Can an adult child obtain a protective order against a parent under Utah law? Martin v. Colonna Explained

2009 UT App 227
No. 20071017-CA
August 20, 2009
Reversed

Summary

Martin sought a protective order against her father after he allegedly threatened her during a phone call. The district court dismissed her petition, concluding she was not a cohabitant and that no substantial likelihood of domestic violence existed because the threatening phone call was inadvertent.

Analysis

In Martin v. Colonna, the Utah Court of Appeals addressed whether an adult child can obtain a protective order against a parent and what circumstances justify such relief under Utah’s Cohabitant Abuse Act.

Background and Facts

Tamra Martin sought a protective order against her father, Anthony Colonna, following a phone call in which she alleged he threatened her. Martin lived with her father until her parents divorced when she was ten, after which she lived with her mother. The parties had minimal contact for years until August 2007, when Martin’s father called her mother’s house about a missing movie rental card. Martin answered the phone, and her father became angry during the conversation, unaware that Martin was living at her mother’s house.

Key Legal Issues

The court addressed two critical questions: whether an adult child qualifies as a cohabitant under Utah Code § 78B-7-102(2)(c), and whether inadvertent contact precludes a finding of substantial likelihood of abuse under the protective order statute.
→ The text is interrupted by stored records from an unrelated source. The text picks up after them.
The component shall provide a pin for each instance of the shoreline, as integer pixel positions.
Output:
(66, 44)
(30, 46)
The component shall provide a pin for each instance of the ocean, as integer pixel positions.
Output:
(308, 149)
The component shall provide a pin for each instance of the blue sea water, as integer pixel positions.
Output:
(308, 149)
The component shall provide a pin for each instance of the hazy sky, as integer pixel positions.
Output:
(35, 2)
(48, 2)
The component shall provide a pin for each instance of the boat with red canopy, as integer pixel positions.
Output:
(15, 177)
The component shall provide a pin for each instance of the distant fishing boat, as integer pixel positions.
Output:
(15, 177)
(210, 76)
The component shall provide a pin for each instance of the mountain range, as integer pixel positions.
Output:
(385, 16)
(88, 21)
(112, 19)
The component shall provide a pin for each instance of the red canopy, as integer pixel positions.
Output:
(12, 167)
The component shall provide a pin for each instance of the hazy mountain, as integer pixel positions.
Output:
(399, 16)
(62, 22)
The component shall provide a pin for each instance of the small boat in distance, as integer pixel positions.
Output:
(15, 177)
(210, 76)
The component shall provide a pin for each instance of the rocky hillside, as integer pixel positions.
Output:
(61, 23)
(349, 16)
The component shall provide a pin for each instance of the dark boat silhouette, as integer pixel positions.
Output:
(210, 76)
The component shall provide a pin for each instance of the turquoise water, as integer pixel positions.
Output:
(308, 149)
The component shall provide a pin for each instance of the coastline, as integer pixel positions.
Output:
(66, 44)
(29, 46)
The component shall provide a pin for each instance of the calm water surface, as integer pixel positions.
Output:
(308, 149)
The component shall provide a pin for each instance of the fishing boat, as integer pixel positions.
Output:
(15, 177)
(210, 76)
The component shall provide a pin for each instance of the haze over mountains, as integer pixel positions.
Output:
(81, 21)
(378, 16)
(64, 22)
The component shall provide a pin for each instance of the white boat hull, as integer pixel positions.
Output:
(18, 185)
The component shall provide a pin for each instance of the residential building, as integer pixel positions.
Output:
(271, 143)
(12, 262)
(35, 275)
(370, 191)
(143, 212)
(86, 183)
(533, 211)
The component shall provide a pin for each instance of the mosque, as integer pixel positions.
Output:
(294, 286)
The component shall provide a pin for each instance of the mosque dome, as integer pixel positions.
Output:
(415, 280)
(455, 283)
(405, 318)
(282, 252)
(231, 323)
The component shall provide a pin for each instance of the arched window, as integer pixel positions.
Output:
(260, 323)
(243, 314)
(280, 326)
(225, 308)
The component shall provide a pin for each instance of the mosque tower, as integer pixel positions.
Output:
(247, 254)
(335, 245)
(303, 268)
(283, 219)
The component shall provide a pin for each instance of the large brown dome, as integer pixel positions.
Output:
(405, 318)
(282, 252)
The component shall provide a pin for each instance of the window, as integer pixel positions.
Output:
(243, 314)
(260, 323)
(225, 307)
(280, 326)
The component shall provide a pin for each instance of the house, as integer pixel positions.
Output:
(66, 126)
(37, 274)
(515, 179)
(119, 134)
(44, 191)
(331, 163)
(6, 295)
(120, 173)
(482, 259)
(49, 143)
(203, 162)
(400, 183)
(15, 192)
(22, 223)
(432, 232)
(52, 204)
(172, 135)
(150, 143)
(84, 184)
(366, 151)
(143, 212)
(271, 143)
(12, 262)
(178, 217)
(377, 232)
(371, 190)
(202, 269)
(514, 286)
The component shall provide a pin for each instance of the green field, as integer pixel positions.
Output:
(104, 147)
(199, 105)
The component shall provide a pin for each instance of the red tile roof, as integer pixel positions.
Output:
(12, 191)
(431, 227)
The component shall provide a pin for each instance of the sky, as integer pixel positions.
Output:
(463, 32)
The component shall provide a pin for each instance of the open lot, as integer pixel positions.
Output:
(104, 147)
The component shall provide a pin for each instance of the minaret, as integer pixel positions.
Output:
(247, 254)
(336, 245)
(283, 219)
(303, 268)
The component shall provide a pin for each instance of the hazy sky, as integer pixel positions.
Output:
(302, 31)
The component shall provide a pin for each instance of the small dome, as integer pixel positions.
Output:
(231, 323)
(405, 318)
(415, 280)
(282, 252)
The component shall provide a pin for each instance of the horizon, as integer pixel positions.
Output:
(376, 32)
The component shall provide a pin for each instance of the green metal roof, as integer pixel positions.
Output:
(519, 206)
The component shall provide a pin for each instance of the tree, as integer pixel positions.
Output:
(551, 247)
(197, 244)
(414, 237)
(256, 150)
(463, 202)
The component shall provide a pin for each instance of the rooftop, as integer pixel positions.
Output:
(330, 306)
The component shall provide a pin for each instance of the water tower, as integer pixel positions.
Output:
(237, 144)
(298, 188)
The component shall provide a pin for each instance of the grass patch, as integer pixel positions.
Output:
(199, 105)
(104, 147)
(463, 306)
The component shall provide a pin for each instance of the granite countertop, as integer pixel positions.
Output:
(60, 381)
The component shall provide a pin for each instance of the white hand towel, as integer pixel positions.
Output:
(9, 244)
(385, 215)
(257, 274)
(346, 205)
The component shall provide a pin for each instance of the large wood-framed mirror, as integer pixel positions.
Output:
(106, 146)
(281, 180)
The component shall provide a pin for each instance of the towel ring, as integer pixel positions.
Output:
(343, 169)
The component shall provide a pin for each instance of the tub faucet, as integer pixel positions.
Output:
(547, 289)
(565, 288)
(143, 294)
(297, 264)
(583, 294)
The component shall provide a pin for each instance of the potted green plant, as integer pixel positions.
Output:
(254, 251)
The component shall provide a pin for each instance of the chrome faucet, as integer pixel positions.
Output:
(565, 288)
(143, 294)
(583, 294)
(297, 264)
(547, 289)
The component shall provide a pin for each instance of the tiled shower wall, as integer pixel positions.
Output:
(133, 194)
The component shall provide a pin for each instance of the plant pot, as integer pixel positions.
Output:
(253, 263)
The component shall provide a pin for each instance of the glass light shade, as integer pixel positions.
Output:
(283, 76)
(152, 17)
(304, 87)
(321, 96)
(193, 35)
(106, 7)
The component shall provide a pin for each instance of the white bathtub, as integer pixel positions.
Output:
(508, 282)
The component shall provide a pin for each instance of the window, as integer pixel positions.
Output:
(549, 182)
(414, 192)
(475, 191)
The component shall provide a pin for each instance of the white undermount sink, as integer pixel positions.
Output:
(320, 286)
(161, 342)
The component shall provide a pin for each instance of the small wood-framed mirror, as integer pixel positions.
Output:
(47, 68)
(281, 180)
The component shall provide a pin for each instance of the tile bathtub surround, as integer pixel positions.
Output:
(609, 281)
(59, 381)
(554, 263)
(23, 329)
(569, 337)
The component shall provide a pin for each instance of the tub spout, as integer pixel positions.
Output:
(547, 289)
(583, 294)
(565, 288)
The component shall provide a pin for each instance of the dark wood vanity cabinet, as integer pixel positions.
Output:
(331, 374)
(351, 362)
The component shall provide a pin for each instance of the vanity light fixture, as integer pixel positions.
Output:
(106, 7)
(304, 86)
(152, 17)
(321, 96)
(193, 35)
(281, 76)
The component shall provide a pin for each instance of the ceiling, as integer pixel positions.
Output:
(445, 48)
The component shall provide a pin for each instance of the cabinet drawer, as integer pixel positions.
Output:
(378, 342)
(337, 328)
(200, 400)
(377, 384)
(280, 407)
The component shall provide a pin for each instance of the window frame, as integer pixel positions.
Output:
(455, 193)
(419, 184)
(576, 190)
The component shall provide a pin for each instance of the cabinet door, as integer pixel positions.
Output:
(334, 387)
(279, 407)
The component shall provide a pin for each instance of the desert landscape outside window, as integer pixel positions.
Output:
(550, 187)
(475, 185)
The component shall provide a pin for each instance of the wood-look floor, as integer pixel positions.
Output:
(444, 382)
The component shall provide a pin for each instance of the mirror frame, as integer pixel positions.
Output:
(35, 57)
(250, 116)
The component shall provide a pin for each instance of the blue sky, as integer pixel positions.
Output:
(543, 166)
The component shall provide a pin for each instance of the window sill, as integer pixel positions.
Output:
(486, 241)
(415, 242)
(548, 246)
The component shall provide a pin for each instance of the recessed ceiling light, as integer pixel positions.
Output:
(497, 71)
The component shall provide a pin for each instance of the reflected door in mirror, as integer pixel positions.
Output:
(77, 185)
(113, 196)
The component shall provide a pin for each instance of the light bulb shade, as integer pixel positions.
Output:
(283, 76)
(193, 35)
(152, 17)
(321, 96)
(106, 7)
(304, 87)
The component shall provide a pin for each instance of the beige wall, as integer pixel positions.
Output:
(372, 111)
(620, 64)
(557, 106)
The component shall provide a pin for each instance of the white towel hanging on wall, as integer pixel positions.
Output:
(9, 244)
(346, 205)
Court’s Analysis and Holding

The Court of Appeals held that Martin qualified as a cohabitant because she was an adult related by blood to her father. The statute defines cohabitant as including persons “16 years or older who… is related by blood… to the other party,” while excluding only relationships between natural parents and minor children. The district court had erroneously concluded that Martin and her father were never cohabitants after she reached majority.

Regarding the substantial likelihood standard, the court rejected the district court’s reasoning that inadvertent contact automatically precludes a protective order. The proper inquiry is whether the father intentionally threatened Martin during the call, regardless of whether the contact itself was inadvertent, and whether this created reasonable fear of imminent physical harm.

Practice Implications

This decision clarifies that the Cohabitant Abuse Act extends protection to adult children seeking relief from abusive parents. Practitioners should focus on whether threatening behavior occurred and created reasonable fear, rather than the circumstances leading to the contact. The court emphasized that past abuse during minority, while insufficient alone for relief, may contribute to the reasonableness of an adult child’s fear of future harm.

Original Opinion

Link to Original Case

Case Details

Case Name

Martin v. Colonna

Citation

2009 UT App 227

Court

Utah Court of Appeals

Case Number

No. 20071017-CA

Date Decided

August 20, 2009

Outcome

Reversed

Holding

An adult child who is related by blood to a parent qualifies as a cohabitant under the Cohabitant Abuse Act and may seek a protective order based on substantial likelihood of abuse, even if the threatening contact was inadvertent.

Standard of Review

Correctness for questions of law

Practice Tip

When seeking protective orders under the Cohabitant Abuse Act, focus on whether the alleged threat occurred and created reasonable fear of harm, rather than whether the contact leading to the threat was intentional or inadvertent.